El arte contemporáneo, en su afán por romper moldes, muchas veces ha caído en el ridículo de la provocación vacía: una cama deshecha convertida en “instalación” o un excusado presentado como escultura. Estos excesos no son más que el culto a la ocurrencia, donde el valor ya no reside en la obra sino en el marketing que la rodea. Así, se confunde la creatividad con el escándalo y se sustituye el talento por la extravagancia, degradando la experiencia estética en un espectáculo superficial que legitima cualquier ocurrencia como “genialidad”.

LA MEDIOCRIDAD

Este tipo de fenómenos no dicen tanto de quienes están dentro de la casa, sino de quienes estamos afuera. Es la proyección de nuestra propia mediocridad, la fascinación con lo intrascendente y la complacencia con lo vulgar. La banalidad se convierte en retrato colectivo. Mientras observamos con morbo a esos personajes, dejamos de mirar lo que realmente importa —la violencia, la pobreza, la corrupción—.

EL NUEVO CIRCO DEL PODER

No olvidemos que el entretenimiento frívolo cumple también una función política.

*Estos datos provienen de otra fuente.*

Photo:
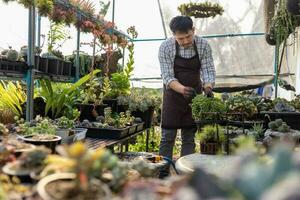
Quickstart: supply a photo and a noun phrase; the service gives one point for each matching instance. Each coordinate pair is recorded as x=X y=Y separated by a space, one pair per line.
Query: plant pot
x=211 y=148
x=49 y=188
x=23 y=174
x=53 y=66
x=80 y=134
x=113 y=103
x=51 y=144
x=67 y=68
x=146 y=116
x=293 y=7
x=88 y=111
x=43 y=66
x=67 y=135
x=60 y=69
x=36 y=61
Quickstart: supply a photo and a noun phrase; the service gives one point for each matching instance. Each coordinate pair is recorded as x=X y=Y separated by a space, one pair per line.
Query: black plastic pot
x=43 y=65
x=87 y=111
x=51 y=144
x=113 y=103
x=146 y=116
x=67 y=68
x=291 y=118
x=53 y=66
x=36 y=61
x=293 y=6
x=107 y=133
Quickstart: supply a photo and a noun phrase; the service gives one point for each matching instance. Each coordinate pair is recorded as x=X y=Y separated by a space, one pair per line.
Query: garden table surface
x=218 y=165
x=95 y=143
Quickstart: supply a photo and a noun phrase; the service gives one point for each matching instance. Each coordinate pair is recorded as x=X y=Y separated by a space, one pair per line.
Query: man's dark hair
x=181 y=24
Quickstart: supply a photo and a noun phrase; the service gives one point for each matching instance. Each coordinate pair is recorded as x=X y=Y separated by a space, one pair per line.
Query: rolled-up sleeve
x=208 y=72
x=166 y=63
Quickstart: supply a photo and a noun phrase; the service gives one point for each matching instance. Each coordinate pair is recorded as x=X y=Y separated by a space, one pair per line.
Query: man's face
x=185 y=39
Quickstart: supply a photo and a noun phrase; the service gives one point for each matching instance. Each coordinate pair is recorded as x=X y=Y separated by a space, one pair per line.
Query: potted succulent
x=211 y=139
x=65 y=129
x=29 y=162
x=40 y=131
x=207 y=110
x=111 y=125
x=141 y=103
x=92 y=96
x=88 y=172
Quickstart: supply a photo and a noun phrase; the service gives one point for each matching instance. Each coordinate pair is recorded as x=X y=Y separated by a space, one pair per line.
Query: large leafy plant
x=205 y=108
x=61 y=101
x=12 y=96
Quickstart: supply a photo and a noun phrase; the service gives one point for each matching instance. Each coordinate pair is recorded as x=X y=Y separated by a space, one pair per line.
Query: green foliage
x=61 y=101
x=209 y=134
x=38 y=126
x=296 y=102
x=257 y=130
x=241 y=104
x=12 y=97
x=279 y=125
x=92 y=92
x=201 y=10
x=154 y=141
x=3 y=129
x=140 y=99
x=204 y=108
x=65 y=123
x=283 y=22
x=45 y=7
x=27 y=3
x=56 y=34
x=119 y=85
x=85 y=62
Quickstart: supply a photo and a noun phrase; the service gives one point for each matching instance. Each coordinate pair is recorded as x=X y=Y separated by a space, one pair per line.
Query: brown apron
x=176 y=111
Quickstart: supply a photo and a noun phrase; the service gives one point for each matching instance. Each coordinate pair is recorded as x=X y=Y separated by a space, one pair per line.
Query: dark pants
x=167 y=142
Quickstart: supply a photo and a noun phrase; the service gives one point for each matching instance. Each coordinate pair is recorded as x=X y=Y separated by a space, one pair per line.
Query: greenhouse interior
x=150 y=100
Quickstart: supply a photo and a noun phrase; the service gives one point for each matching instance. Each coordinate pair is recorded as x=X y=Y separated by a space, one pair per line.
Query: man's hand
x=208 y=92
x=188 y=92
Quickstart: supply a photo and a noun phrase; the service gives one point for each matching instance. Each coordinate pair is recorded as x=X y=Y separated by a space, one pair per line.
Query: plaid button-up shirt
x=166 y=56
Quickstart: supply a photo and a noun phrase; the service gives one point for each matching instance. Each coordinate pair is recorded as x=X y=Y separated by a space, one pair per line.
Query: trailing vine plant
x=201 y=10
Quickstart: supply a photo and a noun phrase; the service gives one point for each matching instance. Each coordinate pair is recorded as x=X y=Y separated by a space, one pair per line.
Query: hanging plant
x=57 y=15
x=283 y=23
x=45 y=7
x=70 y=16
x=85 y=5
x=27 y=3
x=85 y=26
x=201 y=10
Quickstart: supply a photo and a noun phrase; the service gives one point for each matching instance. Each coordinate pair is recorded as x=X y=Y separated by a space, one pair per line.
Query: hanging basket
x=201 y=10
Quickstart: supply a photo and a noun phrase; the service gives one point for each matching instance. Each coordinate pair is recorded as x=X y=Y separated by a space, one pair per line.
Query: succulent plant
x=279 y=125
x=45 y=7
x=34 y=158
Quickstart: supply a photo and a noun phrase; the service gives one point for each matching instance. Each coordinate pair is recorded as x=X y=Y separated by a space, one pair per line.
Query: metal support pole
x=30 y=63
x=77 y=56
x=123 y=59
x=147 y=139
x=162 y=19
x=39 y=31
x=276 y=58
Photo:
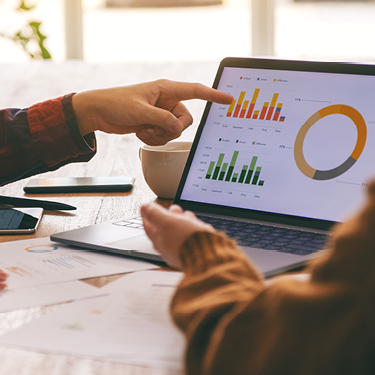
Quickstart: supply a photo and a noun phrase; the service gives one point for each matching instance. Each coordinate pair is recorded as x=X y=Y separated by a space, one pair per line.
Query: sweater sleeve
x=235 y=323
x=41 y=138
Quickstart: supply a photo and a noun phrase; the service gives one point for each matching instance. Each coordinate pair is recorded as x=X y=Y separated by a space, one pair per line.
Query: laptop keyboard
x=261 y=236
x=269 y=237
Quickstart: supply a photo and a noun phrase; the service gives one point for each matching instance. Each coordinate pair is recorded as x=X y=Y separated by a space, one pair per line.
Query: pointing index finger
x=187 y=91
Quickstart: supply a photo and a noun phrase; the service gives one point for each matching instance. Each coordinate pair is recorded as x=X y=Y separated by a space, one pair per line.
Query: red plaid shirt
x=41 y=138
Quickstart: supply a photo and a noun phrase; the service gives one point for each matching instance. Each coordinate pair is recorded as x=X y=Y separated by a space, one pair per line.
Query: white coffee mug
x=162 y=166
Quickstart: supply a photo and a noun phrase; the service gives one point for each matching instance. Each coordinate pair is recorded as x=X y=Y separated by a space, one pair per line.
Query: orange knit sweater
x=235 y=323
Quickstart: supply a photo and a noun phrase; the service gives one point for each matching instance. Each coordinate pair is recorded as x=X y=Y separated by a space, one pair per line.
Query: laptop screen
x=298 y=143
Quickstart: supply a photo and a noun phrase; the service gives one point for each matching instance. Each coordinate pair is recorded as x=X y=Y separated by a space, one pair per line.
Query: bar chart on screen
x=251 y=106
x=248 y=174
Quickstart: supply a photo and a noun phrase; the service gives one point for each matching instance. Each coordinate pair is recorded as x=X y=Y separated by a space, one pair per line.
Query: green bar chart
x=223 y=171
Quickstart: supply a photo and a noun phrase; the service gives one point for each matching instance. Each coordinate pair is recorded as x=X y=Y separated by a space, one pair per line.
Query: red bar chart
x=269 y=111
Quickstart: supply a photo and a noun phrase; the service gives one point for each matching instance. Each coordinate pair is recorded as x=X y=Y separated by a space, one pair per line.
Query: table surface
x=22 y=85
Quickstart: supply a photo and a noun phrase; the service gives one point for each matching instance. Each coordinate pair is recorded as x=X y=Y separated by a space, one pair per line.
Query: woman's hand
x=153 y=110
x=169 y=229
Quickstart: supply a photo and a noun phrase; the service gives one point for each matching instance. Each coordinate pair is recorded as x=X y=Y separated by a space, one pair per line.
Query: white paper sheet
x=39 y=261
x=132 y=325
x=47 y=295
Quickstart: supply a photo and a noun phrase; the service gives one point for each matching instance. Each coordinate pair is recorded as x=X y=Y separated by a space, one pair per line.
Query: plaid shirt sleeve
x=41 y=138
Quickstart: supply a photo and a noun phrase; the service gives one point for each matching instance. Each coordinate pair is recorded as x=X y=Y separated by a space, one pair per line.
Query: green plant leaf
x=23 y=6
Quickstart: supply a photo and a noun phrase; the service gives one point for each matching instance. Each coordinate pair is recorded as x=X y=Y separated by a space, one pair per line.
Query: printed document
x=131 y=325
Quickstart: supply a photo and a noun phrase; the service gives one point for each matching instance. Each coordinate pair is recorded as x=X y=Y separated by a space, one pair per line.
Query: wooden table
x=24 y=84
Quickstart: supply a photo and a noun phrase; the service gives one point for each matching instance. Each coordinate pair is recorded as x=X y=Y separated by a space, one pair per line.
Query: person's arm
x=41 y=138
x=56 y=132
x=234 y=323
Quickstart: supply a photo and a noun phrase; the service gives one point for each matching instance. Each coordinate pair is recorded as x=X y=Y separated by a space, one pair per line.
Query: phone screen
x=79 y=184
x=19 y=220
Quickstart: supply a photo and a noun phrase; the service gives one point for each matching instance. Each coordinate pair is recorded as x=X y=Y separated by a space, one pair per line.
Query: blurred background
x=184 y=30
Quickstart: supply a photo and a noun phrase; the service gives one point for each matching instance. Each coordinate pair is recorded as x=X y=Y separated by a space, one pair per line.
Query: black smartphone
x=20 y=220
x=79 y=185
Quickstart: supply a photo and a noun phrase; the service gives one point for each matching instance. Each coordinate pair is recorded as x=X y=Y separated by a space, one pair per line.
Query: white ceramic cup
x=162 y=166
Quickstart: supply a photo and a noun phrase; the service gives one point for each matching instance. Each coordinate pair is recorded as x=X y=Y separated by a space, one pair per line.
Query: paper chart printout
x=40 y=261
x=132 y=325
x=47 y=295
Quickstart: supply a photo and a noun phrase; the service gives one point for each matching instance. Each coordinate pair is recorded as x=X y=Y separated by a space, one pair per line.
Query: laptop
x=276 y=169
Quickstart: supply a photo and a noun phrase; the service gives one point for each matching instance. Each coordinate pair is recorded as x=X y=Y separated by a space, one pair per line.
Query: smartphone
x=79 y=185
x=20 y=220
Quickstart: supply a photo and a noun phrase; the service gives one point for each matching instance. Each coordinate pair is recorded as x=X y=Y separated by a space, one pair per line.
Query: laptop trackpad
x=139 y=243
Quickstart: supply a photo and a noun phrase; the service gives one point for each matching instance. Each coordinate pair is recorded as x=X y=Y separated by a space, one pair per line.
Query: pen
x=26 y=202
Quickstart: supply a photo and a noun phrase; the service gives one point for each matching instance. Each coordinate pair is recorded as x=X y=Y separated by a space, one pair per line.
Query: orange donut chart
x=341 y=109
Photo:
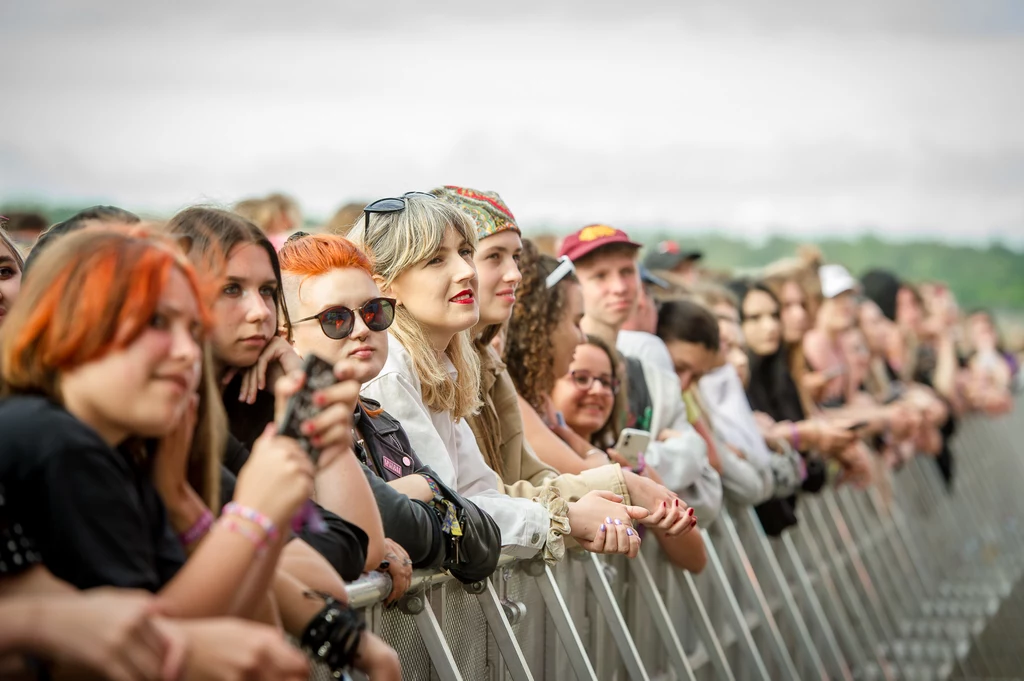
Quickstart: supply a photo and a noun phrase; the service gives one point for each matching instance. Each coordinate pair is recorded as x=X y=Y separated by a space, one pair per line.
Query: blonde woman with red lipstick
x=423 y=249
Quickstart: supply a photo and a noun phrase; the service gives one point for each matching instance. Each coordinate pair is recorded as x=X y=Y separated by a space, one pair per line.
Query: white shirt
x=451 y=450
x=645 y=346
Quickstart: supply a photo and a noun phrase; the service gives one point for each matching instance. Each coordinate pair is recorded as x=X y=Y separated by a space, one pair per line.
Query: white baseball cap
x=836 y=280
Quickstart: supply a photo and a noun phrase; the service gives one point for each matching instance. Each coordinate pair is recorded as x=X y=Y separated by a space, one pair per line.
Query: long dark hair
x=538 y=311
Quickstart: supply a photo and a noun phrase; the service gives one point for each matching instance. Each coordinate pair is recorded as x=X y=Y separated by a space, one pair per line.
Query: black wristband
x=333 y=636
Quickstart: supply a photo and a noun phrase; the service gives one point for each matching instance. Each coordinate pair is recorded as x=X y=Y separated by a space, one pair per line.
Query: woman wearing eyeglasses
x=422 y=250
x=499 y=424
x=248 y=308
x=538 y=367
x=329 y=286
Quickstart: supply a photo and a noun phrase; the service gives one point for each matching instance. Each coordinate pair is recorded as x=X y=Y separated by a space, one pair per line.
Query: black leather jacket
x=387 y=455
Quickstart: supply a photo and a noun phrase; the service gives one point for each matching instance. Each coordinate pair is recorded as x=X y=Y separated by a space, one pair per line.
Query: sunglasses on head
x=390 y=205
x=585 y=380
x=338 y=322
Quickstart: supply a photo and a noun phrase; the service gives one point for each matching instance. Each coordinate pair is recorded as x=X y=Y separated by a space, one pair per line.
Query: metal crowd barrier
x=894 y=583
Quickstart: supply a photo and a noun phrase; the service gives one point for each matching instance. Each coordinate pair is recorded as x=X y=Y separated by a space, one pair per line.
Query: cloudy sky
x=797 y=116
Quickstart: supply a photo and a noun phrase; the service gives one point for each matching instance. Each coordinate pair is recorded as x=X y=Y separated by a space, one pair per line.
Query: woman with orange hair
x=102 y=354
x=247 y=310
x=343 y=317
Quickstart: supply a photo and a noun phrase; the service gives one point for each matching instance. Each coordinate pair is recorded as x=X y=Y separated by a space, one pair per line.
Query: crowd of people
x=160 y=518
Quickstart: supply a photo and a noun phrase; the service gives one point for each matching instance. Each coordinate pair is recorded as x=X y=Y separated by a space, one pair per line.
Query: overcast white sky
x=796 y=116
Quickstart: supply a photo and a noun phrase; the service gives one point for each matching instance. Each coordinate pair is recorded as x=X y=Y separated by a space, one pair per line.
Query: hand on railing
x=399 y=567
x=601 y=523
x=225 y=649
x=668 y=513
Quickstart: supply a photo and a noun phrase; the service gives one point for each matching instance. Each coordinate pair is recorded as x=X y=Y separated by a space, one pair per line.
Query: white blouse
x=451 y=450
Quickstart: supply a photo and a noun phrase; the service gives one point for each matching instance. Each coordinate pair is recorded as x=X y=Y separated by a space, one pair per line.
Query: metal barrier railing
x=867 y=585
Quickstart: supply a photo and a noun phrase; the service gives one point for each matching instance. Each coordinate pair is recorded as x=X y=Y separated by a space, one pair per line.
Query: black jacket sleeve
x=410 y=522
x=344 y=545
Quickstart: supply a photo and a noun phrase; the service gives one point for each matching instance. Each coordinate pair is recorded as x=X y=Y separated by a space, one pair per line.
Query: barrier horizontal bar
x=375 y=587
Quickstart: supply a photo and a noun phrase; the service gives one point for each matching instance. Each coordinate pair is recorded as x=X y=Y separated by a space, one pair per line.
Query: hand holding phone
x=320 y=375
x=632 y=443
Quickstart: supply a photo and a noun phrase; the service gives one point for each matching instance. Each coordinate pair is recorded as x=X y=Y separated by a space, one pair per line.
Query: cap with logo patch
x=667 y=255
x=592 y=238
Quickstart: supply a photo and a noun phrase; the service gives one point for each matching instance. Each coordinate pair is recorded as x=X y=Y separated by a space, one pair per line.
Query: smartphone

Una sociedad anestesiada con horas de programas basura es más fácil de manipular, menos exigente con quienes gobiernan y más dócil a los discursos populistas. El pan y el circo de nuestro tiempo ya no está en los coliseos, sino en las pantallas.

UN EXPERIMENTO DESPERDICIADO

Podría ser distinto. Si el reality encerrara a escritores, científicos o pensadores, quizá aprenderíamos algo de sus debates y reflexiones. Sería un experimento social genuinamente interesante. Pero lo que tenemos es la exaltación de lo trivial, un culto a la vacuidad que disfrazamos de entretenimiento.

Y la pregunta final no es qué hacen los de adentro, sino qué dejamos de hacer los de afuera. Porque mientras el país se juega su destino, millones se conforman con mirar, desde la comodidad de su sillón, a los inquilinos de la casa de los babosos.